Kennedy: Lib Dems are the genuine opposition
Liberal Democrat leader Charles Kennedy has called on disaffected Labour and Conservative supporters to back the Liberal Democrats.
In a speech in London outlining his party’s key general election themes, Mr Kennedy said that the Lib Dems have been the only “genuine opposition party” in the last parliament.
Highlighting his party’s opposition to the war in Iraq, tuition and top up fees and ID cards, Mr Kennedy promised policies of “hope not fear”.
Claiming that the Conservatives are “fading away” as a political force and that Labour “has used up the trust and the good will of the people”, he said there would be “no limit” to the Liberal Democrats’ ambitions in the next general election.
By contrast, Mr Kennedy said the Lib Dems were “growing in strength and growing in support” having “conducted ourselves on a united basis” and “been positive about bringing forward our message”.
Those that opposed the Government on controversial policies such as the war in Iraq, ID cards, council tax and university top-up fees and tuition fees only had one party to vote for at the next election – the Lib Dems.
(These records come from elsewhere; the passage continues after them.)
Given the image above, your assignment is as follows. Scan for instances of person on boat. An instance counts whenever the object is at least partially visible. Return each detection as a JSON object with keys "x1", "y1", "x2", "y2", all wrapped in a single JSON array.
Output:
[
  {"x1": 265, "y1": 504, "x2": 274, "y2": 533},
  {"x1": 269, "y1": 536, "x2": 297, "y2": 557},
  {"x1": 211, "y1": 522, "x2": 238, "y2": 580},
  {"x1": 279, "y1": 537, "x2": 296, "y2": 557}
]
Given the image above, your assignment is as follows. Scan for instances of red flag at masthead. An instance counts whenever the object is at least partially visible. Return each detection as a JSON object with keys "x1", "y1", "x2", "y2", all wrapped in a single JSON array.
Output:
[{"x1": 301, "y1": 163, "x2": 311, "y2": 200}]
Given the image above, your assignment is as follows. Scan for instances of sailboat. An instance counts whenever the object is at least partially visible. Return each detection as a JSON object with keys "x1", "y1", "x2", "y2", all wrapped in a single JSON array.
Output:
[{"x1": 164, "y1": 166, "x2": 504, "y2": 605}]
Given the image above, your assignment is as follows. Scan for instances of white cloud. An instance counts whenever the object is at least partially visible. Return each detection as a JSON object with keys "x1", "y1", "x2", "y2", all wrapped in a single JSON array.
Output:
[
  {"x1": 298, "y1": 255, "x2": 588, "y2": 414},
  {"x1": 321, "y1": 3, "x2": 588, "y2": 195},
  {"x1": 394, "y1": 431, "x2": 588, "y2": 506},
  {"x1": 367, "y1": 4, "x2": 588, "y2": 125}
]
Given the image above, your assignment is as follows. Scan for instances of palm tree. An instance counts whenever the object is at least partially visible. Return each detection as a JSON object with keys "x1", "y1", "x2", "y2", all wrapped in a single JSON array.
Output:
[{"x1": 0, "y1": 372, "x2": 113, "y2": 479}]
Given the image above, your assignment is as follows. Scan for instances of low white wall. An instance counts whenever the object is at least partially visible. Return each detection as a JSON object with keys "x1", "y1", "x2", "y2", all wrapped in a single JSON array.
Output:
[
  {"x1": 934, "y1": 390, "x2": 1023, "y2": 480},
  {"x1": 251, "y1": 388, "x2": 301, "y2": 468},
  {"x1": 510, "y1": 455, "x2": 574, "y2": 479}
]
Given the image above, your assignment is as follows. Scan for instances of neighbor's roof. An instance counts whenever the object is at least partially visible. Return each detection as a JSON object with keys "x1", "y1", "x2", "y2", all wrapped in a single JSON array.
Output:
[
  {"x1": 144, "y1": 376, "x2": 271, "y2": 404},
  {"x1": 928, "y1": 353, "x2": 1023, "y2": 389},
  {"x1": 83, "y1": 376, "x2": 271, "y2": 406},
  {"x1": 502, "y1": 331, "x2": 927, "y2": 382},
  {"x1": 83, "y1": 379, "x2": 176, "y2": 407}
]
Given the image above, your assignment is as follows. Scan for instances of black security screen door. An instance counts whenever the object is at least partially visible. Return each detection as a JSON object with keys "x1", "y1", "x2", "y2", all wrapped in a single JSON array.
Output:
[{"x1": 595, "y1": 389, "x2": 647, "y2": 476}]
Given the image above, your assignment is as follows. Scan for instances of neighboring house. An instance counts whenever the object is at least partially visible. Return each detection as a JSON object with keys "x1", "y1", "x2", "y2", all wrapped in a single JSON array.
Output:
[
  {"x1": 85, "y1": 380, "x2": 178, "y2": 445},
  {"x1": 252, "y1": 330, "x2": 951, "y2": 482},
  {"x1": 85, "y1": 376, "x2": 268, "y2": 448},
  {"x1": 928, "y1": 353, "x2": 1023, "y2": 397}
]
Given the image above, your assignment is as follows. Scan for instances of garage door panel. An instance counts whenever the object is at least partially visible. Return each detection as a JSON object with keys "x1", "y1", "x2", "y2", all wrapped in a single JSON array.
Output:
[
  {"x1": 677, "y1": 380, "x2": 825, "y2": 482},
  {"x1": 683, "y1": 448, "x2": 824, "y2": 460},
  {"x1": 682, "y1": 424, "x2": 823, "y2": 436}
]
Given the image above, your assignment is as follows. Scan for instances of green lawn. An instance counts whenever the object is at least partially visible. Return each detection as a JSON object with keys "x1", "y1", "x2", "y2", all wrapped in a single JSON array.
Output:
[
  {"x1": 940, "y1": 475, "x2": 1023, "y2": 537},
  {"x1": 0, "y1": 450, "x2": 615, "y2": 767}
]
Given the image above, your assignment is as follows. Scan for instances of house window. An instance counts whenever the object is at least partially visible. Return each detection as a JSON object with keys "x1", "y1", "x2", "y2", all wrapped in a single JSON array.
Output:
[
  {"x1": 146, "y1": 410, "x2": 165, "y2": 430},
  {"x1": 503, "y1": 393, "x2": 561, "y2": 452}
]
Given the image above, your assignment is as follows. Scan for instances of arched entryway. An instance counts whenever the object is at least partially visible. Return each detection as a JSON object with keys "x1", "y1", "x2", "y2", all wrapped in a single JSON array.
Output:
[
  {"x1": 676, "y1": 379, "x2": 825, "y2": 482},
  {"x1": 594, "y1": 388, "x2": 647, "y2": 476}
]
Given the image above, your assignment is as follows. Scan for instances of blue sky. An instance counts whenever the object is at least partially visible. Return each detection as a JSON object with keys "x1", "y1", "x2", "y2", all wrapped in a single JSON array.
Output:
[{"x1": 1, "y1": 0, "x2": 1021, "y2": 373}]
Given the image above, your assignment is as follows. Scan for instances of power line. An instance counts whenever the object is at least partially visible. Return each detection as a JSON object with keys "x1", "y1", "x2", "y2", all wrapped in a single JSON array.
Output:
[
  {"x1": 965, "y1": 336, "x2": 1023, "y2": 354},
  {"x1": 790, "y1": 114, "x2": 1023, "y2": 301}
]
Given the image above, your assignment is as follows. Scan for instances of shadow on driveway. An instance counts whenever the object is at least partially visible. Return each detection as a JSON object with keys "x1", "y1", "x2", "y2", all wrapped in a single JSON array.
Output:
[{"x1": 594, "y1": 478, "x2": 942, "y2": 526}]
As on “so many of these big definitive divisive issue” there has been “little to chose” between the Government and the Conservatives, Mr Kennedy claimed.
Slamming the Conservatives’ claims that they could cut taxes and increase spending at the same time as “highly implausible”, Mr Kennedy said that the Lib Dems would cut waste, but not by cutting the numbers of civil servants.
Money would be redirected from “low priority” projects to high priorities such as health and education. The party would scrap Child Trust Funds, ID cards and the last stage of the Eurofighter project, Mr Kennedy said.
And, there would be a tax rise for those earning over £100,000 a year to pay for the abolition of tuition fees and top up fees, and free personal care for the elderly.
The Lib Dems would work to restore the UK’s “tarnished” international reputation, Mr Kennedy said and indicated that the Lib Dems would take a positive stance on Europe and the environment
While it was crucial to protect the public from terrorism and crime, this should “never be at the expense of civil liberties”, Mr Kennedy said. He dubbed the Government’s stance on a number of issues as “illiberal”.
He promised a “tough liberal approach” on crime, with 10,000 extra police on the streets and action to tackle the causes of crime.
Mr Kennedy concluded saying that there was now real three party politics in the UK. He said: “We are united, and we are principled, and we are certainly ambitious as a third party”.